Everything is so secure and professional over there in the hospital. Werner’s house seems, by contrast, infested with land
mines and staffed by amateurs.

But my father really is better. This is not a course of therapy I would recommend to most people, but in his unique circumstances,
a self-induced near-death experience was just the ticket. He is happier than I’ve ever seen him, and his old gentleness, familiar
from my childhood, has returned. It is nearly impossible to talk about my father without resorting to polytheistic imagery,
with his gnomes and fairies and incubi and little people. So let me say that all that booze and Seconal appears to have flushed
the demons out of him.

“It sounds crazy,” he writes to me, years and years later, “but the act of suicide is a positive act and not a negative one.
The suicider revs himself up and does the deed he feels must be done… Suicide is not a passive act. The man who puts his head
in an oven or points a gun at his head may appear to be gently giving up the ghost. This is not true. It takes a great deal
of emotional effort—misguided or not—to take one’s life.”

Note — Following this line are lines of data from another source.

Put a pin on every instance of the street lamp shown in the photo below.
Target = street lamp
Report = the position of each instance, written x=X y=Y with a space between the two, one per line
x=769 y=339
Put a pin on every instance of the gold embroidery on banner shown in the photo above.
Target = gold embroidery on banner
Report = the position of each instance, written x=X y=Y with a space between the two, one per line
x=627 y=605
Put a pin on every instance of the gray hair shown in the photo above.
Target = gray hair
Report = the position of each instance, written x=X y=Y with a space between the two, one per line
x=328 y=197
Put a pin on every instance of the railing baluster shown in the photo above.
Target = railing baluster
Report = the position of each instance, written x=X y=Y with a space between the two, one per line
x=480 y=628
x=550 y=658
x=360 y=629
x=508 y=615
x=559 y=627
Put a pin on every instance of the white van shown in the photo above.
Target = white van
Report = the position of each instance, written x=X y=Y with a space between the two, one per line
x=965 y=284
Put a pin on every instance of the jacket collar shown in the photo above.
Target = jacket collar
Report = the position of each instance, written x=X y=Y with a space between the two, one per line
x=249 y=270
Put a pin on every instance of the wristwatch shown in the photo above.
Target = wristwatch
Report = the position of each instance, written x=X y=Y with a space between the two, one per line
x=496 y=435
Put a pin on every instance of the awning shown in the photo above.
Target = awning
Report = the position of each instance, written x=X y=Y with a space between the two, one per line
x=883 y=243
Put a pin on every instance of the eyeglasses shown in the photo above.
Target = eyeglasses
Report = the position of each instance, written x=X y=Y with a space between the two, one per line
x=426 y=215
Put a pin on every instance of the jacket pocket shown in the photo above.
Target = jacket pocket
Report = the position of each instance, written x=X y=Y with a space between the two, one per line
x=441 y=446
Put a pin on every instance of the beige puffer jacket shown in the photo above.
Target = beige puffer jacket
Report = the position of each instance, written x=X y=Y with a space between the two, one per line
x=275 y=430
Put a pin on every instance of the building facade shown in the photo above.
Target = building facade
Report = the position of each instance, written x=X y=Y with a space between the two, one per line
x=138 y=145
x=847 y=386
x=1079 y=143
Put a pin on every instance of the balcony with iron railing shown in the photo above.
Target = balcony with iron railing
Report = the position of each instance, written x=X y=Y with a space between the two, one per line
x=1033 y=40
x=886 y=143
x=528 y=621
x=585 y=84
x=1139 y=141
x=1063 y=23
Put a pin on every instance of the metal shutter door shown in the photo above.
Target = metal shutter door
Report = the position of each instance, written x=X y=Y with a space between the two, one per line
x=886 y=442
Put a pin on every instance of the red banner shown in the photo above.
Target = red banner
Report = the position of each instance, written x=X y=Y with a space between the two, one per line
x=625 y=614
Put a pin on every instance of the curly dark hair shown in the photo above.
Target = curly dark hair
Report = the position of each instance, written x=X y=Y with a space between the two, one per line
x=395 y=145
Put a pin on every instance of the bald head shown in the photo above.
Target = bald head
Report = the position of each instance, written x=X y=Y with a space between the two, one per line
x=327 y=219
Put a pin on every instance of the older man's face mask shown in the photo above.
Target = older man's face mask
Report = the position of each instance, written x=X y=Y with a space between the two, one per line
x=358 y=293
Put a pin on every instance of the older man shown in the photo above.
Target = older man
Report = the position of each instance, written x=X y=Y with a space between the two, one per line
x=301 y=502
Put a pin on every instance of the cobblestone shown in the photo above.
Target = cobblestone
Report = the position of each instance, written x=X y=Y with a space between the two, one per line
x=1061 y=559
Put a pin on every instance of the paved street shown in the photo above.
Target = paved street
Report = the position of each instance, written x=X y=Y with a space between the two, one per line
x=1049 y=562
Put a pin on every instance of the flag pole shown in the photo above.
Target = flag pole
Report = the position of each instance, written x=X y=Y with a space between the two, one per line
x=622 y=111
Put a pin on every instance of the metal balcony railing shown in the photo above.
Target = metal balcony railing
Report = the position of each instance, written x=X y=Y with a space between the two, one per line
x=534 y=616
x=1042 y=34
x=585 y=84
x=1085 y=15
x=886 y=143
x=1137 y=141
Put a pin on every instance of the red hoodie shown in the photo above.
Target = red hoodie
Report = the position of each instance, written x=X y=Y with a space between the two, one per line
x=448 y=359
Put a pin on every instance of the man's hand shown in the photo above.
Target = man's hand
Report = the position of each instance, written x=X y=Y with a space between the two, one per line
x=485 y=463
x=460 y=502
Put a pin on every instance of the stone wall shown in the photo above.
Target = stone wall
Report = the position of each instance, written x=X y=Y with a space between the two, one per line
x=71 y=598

What is alarming is how much of this is predicted in his play
The Exorcism.

Here is Willie, discussing his possession with the priest, Father Reagan:

FATHER REAGAN

Your soul is in danger. Your soul is in grave danger.

WILLIE BURKE

Will there be prayers and incantations?

REAGAN

Yes.

WILLIE

Will there be admonitions to the devil?

REAGAN

Yes.

WILLIE

Will there be a struggle between the forces of good and evil?

REAGAN

Yes.

WILLIE

A mighty struggle?

REAGAN

Enough of a struggle to get the job done.

WILLIE

Will legions of angels be employed?

REAGAN

Unfortunately, the chancery can’t command such forces——or perhaps it can——who knows? Who knows what forms help from heaven
takes?

WILLIE

Then there will be a battle and I will have an observation post on the front lines.

REAGAN

You will be the front lines.

WILLIE

I will be an Agincourt, a Hastings, a Verdun, a Bastogne, a field of white lilies for demons to bleed upon. I shall know the
sound of heaven’s fury. I shall smell the burning brimstone and hear the screams of creatures hell cannot torment. Then the
forces of evil will fall back in disorder, snarling, belching fire and sulphur. It will become a rout, with angels in hot
pursuit of screaming imps. At the last there will be calm. There will be peace. There will be flowers everywhere and the soft
vibrations of a million violins. Into this calm, beauty and serenity will come a voice——a soft voice, a soothing voice. The
voice will say, “You’re better now, Willie.” And I will nod without speaking, for it is the fate of battlefields to offer
mute testimony of the futility of war.

It is difficult to tell whether Willie is gravely serious or amusing himself at the priest’s expense. And of course, it is
a mistake, in treating of Irishmen, to assume there is any distinction. What is clear to me is that my father describes, with
pre-science and precision, the experience he will have three years later.

The play is also quite clear about who the enemy is, about whom Willie truly must vanquish. (We’ll come to that. I promise.)

He tried writing the story of his demons.

That didn’t work.

He had to do it. He had to make himself the battlefield.

“The person prone to suicide carries a rage within—a rage to kill,” he writes to me in that letter, years later. “He wants
to kill because he cannot endure himself… He hates himself. Because he hates himself, he cannot relate to others. Nothing
is gained by showing him somebody who is worse off than he. He can’t relate to the difference.”

They send me back upstairs to Colinworld, with instructions to do my homework. I have been keeping up and make high honors
at the end of the semester. My father sits me down after and thanks me in a “You are to be commended for maintaining your
sterling academic performance even during a period when I tried to kill myself” speech that I bet not a lot of parents give.